Open Abraxos opened 4 years ago
It doesn't currently exist, there was some work being done in #127 but that didn't pan out. I really want to approach these sorts of problems in a modular way, I may do more investigation into how this can be done nicely.
I would really love it if this feature also add two things:
Just to clarify, you want to be able to specify some sort of rule system that based on torrent data downloads a file to a certain directory?
In a way yes, I was a bit hasty with my suggestion: long-term it would be nice to have some kind of file (JSON, toml, custom domain) that serves as a way to generate events (since I can't think of any other way that won't grind synapse to a pulp).
In the short term however the most important part would be to have the ability to allow the creation of custom folders that synapse will seed, where the folder name would be based on either metadata, custom label, or time-stamp.
Below is an example of how that file would look like (JSON):
{
// In this case, represent the name of the event/rule, but theres other ways to seperate the events/rules
"saveLinuxIsoFiles": {
reactOn: "tracker", // this would be any form of acceptable metadata tag
seedFlag: True, // this would mean that synapse will seed even if it got a custom path,
saveTo: "/home/user/mySecretLinuxIsoCollectionOnly",
seedSpeed: "5mb",
autolabel: False
}
}
Some other torrent clients can be configured to run a script/command on completion. That would provide a superset of this functionality and be useful for other things. It could just be an arbitrary executable that would get the ID of the relevant torrent through e.g. an environment variable.
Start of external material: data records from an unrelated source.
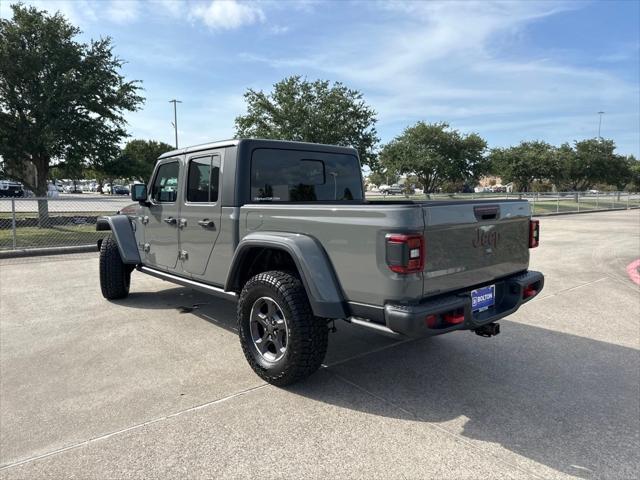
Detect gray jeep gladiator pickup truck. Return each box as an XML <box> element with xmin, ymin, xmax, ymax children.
<box><xmin>97</xmin><ymin>139</ymin><xmax>544</xmax><ymax>385</ymax></box>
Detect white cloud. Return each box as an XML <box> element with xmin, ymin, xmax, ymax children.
<box><xmin>105</xmin><ymin>0</ymin><xmax>140</xmax><ymax>24</ymax></box>
<box><xmin>241</xmin><ymin>2</ymin><xmax>639</xmax><ymax>151</ymax></box>
<box><xmin>191</xmin><ymin>0</ymin><xmax>265</xmax><ymax>30</ymax></box>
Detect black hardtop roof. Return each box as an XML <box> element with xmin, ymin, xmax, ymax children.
<box><xmin>159</xmin><ymin>138</ymin><xmax>356</xmax><ymax>158</ymax></box>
Moving to a directory on completion is then a trivial shell script that calls sycli with a move command. A little bit of extra logic could choose the destination directory based on tracker, tags, or anything else.
The basic move to a completed directory might be a common enough use case to be worth its own built-in feature anyway. But there are lots of other use cases that wouldn't make as much sense built-in but could be quite nicely implemented as scripts. Some examples off the top of my head are:
The concept could be extended to events other than completion, with the event type given in another environment variable, for example. It could be argued that at some point you'd be better off with an RPC client, but for simple things a script could save a fair amount of effort and complexity.
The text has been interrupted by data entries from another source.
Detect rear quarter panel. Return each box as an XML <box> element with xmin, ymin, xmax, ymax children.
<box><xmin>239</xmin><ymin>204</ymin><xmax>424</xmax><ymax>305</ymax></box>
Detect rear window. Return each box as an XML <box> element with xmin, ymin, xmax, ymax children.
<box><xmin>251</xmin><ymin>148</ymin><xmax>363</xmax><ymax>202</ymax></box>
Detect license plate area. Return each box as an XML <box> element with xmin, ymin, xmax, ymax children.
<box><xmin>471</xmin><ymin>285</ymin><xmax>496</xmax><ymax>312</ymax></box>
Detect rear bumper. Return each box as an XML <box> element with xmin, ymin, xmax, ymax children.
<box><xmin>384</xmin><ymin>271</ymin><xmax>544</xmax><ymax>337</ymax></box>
Personally I think running a command (linux command) is prone to abuse ugly hacks for functionality as is at least the case with rtorrent.
With scripts wouldn't that essentially mean synapse would require to maintain it's own API to said script (if we're talking about using a general-purpose script language) since otherwise you could write a script to include synapse. It would be more preferable to allow synapse to set the rules of what and what isn't to be allowed,
I'm a bit unsure what the best way to approach this is, but I feel having some sort of configuration option which can execute arbitrary shell commands in response to certain RPC events isn't a bad idea.
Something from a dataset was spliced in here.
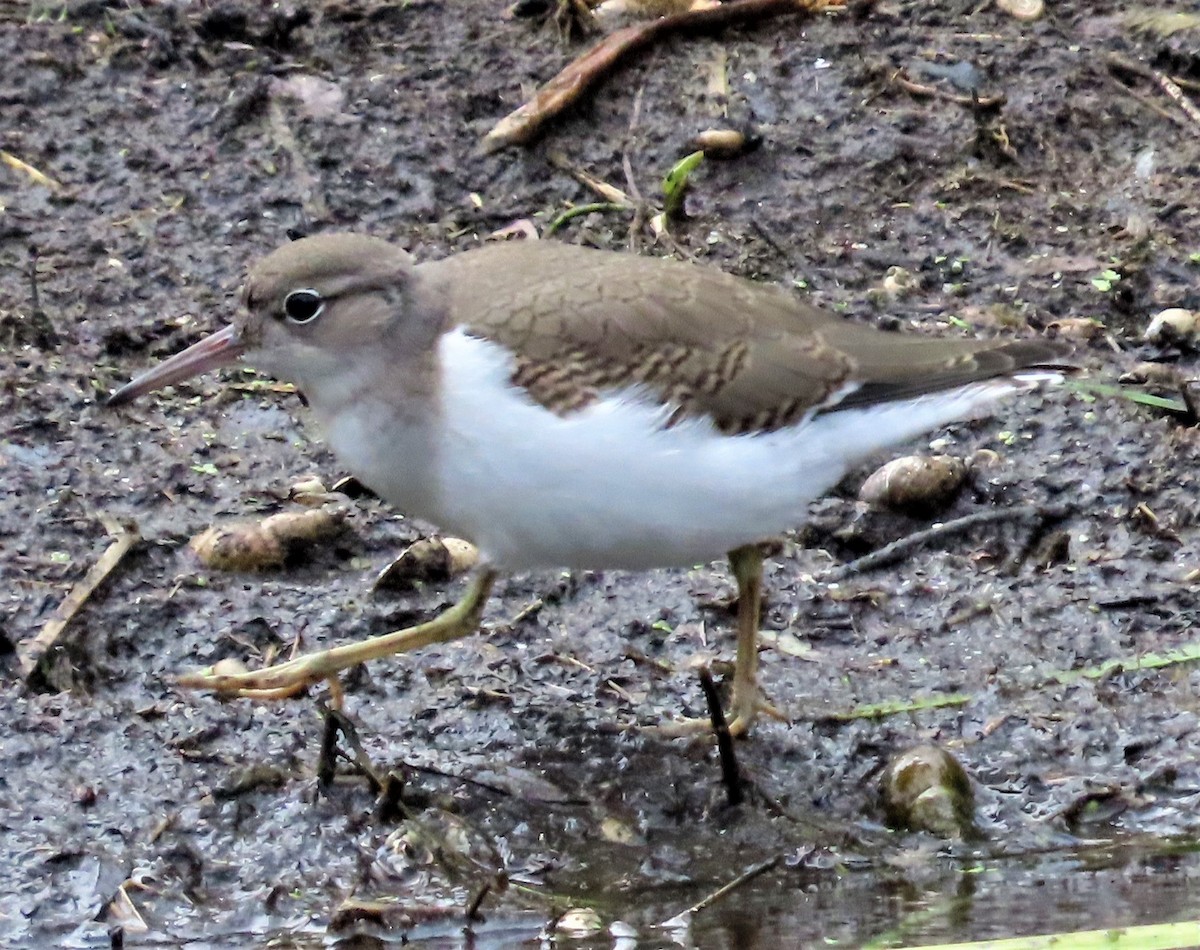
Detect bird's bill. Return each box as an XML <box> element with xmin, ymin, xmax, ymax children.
<box><xmin>108</xmin><ymin>324</ymin><xmax>246</xmax><ymax>405</ymax></box>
Off the top of my head I think something like this could be ok:
[[scripting]]
# RPC criteria
criteria = { field = "torrent.progress", op = "==", value = "1.0" }
# List of fields to pass to the script in argv
fields = [
"name",
"size"
]
command = "echo $1 $2"
This is of course prone to all sorts of dangerous abuse, but I think it's ok to have some mechanism like this which gives users a lot of flexibility to automate workloads without needing to run an additional daemon
command = "echo $1 $2"
I think this is a bad idea because it mixes trusted data (the configured command I want to execute) and potentially tainted data ($1 and $2) into a single string and passes it to a shell, which considers the whole thing trusted and tries to parse it into instructions to execute (possibly confusing untrusted data as instruction).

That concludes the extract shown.